I had thought about titling that last post, "Hell Hath No Fury . . . " But upon looking up the quote, I learned, oddly enough, that it didn't originate where I thought. Even better, I found that a number of other "quotes" I thought I knew well, also didn't come from the sources I was accustomed to crediting for them. While I recognize that the internet overfloweth with bad information, and only at great risk should anyone consider it the last word on anything, I've found over the years that, with regard to matters other than political biographies, sites such as Wikipedia are generally fairly reliable.

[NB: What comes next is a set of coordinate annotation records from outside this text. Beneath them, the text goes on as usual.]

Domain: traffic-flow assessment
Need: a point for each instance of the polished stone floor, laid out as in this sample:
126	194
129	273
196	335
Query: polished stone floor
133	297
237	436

I hope the same may be said of Wikiquote, from which the samples below come. With that in mind, and the caveat that I've not done the personal research to confirm the validity of even the examples I'll offer, here are some tidbits from a page dedicated to some of the most frequently misattributed and misquoted "quotes." When you have a little time to kill, you might peruse the page simply for the fun of it.

  • "Just the facts, Ma'am." Never actually uttered on Dragnet.
  • "Hell hath no fury like a woman scorned." Not from Shakespeare.
  • "Only the dead have seen the end of war." Not from Plato.
Admittedly, many of the quotes listed on the page are not misattributed, but only "misquoted," in that they are paraphrases, capturing the meaning of the original, if not the exact wording. Still, it's an interesting page on which to kill a few minutes and learn a few things.